Fonte: Clovis Dorigon (2011)

Assim, observamos que o queijo colonial é mais um dentre os diversos queijos artesanais de leite cru de grande qualidade produzidos pelos agricultores brasileiros, mas ainda pouco conhecidos. Apenas nos últimos anos esses queijos de qualidade diferenciada passaram a ter o seu devido reconhecimento, movimento liderado pelos célebres Queijos de Minas.

Entretanto, no caso do queijo colonial, tal processo de valorização ocorre num período em que um expressivo número de estabelecimentos rurais está deixando de produzí-lo, com sérios riscos de perda de suas características tradicionais. Tais singularidades valorativas resultam da relação entre o saber fazer dos descendentes de imigrantes que colonizaram parte da região Sul como meio natural onde vivem e trabalham. Valorizar esse produto artesanal é também valorizar o território em que é produzido, a história de sua colonização e sua cultura. E, sobretudo, os agricultores detentores desses conhecimentos.

Notas:

1) Clóvis Dorigon é doutor, pesquisador da Empresa de Pesquisa Agropecuária e Extensão Rural de Santa Catarina (Epagri). E-mail: cdorigon@epagri.sc.gov.br.
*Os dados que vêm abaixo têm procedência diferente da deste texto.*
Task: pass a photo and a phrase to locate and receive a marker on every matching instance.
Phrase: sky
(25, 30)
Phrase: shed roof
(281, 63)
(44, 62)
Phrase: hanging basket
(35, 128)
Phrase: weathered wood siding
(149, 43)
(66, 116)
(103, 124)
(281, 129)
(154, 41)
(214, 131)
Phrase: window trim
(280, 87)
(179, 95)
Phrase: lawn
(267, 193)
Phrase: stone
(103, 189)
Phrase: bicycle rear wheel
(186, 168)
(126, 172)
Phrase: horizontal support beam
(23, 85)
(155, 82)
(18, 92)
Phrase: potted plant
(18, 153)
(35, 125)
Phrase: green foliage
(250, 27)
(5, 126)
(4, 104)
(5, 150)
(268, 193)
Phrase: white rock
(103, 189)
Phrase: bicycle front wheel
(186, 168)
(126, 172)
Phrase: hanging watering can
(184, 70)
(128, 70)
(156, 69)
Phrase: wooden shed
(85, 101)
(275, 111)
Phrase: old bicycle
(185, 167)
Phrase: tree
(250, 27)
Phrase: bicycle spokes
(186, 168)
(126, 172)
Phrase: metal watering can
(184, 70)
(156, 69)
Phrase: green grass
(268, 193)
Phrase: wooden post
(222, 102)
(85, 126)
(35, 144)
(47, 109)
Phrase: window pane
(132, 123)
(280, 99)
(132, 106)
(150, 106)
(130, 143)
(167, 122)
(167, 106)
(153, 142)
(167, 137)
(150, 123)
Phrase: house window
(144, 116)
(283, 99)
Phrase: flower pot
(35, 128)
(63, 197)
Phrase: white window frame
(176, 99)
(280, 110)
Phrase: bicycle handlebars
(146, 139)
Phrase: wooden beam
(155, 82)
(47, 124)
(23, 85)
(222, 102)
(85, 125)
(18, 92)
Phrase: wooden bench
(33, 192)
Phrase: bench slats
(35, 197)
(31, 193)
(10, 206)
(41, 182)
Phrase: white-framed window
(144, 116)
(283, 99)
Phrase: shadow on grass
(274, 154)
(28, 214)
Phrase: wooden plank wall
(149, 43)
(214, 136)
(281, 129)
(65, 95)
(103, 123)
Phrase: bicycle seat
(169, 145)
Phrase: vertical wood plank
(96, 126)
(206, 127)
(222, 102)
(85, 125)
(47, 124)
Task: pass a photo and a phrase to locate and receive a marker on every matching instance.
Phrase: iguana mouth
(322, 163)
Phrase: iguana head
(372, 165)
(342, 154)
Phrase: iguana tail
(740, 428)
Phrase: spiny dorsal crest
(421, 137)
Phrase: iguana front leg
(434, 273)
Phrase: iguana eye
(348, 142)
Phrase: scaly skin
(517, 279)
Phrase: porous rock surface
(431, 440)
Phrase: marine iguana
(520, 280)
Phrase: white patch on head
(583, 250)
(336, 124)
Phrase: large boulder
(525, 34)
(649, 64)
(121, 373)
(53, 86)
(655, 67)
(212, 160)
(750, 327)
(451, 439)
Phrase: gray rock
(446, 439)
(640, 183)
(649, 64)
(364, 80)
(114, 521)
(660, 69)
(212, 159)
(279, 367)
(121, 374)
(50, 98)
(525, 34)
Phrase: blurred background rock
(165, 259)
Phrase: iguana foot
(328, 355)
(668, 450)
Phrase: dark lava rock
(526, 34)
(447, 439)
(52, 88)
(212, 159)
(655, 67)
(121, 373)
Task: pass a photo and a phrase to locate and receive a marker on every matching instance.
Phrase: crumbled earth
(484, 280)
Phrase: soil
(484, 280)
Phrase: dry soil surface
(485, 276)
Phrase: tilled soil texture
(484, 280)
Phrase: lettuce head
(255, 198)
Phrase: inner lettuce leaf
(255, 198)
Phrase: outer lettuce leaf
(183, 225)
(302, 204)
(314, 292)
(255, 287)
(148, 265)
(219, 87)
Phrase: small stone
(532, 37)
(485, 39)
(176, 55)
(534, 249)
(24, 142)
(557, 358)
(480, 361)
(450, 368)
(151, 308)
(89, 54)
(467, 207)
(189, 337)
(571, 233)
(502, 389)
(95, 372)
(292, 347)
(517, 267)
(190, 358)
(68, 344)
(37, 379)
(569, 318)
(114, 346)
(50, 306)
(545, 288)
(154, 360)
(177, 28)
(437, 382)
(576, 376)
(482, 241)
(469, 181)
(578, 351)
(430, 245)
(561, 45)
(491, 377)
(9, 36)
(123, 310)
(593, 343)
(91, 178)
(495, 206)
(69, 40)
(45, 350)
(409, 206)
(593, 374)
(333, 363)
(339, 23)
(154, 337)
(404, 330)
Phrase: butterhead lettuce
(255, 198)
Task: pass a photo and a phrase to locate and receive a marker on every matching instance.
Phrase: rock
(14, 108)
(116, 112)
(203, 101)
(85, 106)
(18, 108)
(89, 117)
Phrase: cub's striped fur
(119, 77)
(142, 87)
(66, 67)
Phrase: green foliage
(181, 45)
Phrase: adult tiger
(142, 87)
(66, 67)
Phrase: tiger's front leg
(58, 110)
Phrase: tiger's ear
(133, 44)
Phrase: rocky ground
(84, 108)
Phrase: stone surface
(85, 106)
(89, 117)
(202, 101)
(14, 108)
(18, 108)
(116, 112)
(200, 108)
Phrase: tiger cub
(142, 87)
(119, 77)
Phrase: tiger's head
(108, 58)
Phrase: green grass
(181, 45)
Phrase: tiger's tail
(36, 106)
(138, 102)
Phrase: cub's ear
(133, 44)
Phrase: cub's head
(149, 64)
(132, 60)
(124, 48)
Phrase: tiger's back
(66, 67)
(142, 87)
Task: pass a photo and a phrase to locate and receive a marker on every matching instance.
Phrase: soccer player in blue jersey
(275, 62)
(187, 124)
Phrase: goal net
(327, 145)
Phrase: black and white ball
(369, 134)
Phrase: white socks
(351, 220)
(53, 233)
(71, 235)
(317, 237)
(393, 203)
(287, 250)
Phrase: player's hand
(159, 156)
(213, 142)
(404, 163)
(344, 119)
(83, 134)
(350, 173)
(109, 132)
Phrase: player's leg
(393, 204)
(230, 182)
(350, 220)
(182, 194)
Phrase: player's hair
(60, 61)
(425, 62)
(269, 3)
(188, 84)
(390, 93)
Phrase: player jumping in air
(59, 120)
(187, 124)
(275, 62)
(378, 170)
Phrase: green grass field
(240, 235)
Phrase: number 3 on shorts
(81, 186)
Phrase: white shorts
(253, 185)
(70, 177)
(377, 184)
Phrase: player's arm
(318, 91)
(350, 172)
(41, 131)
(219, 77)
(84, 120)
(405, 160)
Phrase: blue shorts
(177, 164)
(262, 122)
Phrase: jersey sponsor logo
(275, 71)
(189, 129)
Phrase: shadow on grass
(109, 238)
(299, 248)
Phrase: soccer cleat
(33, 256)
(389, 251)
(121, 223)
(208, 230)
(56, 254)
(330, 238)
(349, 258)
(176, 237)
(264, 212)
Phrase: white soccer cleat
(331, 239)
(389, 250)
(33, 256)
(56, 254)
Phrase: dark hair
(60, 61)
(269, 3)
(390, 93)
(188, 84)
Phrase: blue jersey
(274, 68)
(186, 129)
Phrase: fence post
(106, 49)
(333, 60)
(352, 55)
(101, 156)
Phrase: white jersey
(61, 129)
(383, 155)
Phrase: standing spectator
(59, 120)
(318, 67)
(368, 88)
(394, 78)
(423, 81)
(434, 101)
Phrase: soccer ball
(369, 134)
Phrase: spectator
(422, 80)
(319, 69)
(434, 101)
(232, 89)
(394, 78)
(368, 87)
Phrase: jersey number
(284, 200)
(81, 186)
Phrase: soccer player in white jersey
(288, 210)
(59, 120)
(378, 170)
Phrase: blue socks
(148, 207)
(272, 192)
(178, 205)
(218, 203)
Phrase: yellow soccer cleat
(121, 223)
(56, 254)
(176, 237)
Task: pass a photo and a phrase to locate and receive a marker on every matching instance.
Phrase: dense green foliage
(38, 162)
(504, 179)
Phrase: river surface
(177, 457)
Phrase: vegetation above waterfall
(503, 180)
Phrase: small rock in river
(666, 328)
2) À medida que a venda do leite foi se tornando uma renda importante para a família, essa atividade passa também para as mãos masculinas, tornando-se o componente principal da economia da maioria das unidades de base familiar. Isso provoca significativas mudanças no interior das propriedades, sobretudo no que diz respeito à organização do trabalho e à relação de gênero.